When the morning rush hits a small café in Melbourne's Collingwood, the smell of coffee hides a quiet revolution. Behind the counter at STREAT are young people who've experienced homelessness and other forms of disadvantage, now training in hospitality. Every flat white poured helps someone build skills, confidence and independence.
STREAT is part of a growing movement of social enterprises proving that doing good can also be good business. These are firms that trade for purpose as well as profit, and they're changing what productivity looks like in Australia.
Across the country, around 12,000 social enterprises employ more than 200,000 people. They operate in construction, recycling, retail, logistics and food. They compete in the market, pay wages, and reinvest their earnings in people and communities.

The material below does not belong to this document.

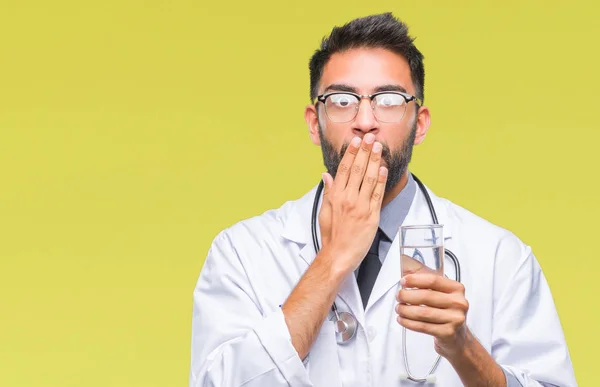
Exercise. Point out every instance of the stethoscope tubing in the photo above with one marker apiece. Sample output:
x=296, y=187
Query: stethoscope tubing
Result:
x=346, y=324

Good Cycles in Melbourne employs young people who've struggled to find steady work, maintaining e‑bike fleets for councils and delivery companies. The more contracts they win, the more lives they change. Outlook Australia runs a recycling facility that employs people with disability, combining environmental and social sustainability in one business model. And in regional New South Wales, Chocolate on Purpose blends Indigenous bush foods with handmade chocolate - creating jobs, celebrating culture and showing that ethics and enterprise can thrive together.
What unites these ventures is a belief that inclusion is not a cost but an investment. When someone who has been locked out of the workforce finds a foothold, productivity rises. Skills grow. Confidence returns. Spending power flows into local communities. The economy becomes not just larger but fairer and stronger.
Research backs this up. A Swinburne University study found that social enterprises produce around a third more value per worker than the average small or medium‑sized business. They achieve this by investing in people through mentoring, training and support. They understand that human capital is their most valuable asset.
The outcomes can be life‑changing. In a recent trial run by White Box Enterprises, people who had been out of work for long periods were placed into jobs with social enterprises. Two years later, two‑thirds were still in award‑wage employment. Some stayed with the same employer, others moved into mainstream work. Almost all said their lives had improved. For business owners, that's what sustainable productivity looks like.
Partnerships help these enterprises grow. The University of Melbourne found that social enterprises creating the most jobs tended to have long‑term relationships with large clients. Those contracts give them the stability to train more people, expand operations and innovate.
That lesson applies to any business. Whether you run a bakery, an engineering firm or an accounting practice, the relationships you build determine your resilience. The best partners are those who share your values as well as your invoices.
More companies are starting to recognise this. Customers prefer brands that contribute to their communities. Employees, especially younger ones, are drawn to organisations that stand for something. Purpose attracts talent and builds loyalty. It turns transactions into relationships.
Visit a social enterprise workshop or warehouse and you'll see what that culture looks like. There's the same drive to meet deadlines and balance budgets, but the motivation runs deeper. People know that their work matters. That sense of purpose boosts effort, reduces turnover and creates a spirit of collaboration that spreadsheets alone can't capture.
For entrepreneurs, this isn't just a moral choice. It's a competitive one. Building social value into your business model can open new markets, strengthen your brand and make you more adaptable when times get tough. It can also remind you why you started your business in the first place.
Social enterprises show that capitalism and compassion can coexist. The invisible hand of the market works best when it's connected to the helping hand of community. Every small business can take inspiration from that idea.
Purpose does not require a big marketing budget or a boardroom manifesto. It can start with one hiring decision, one supplier choice, one idea for how your business might solve a local problem.
If more Australian firms take that approach, 'business as usual' could come to mean something new: an economy where every dollar spent creates both profit and purpose.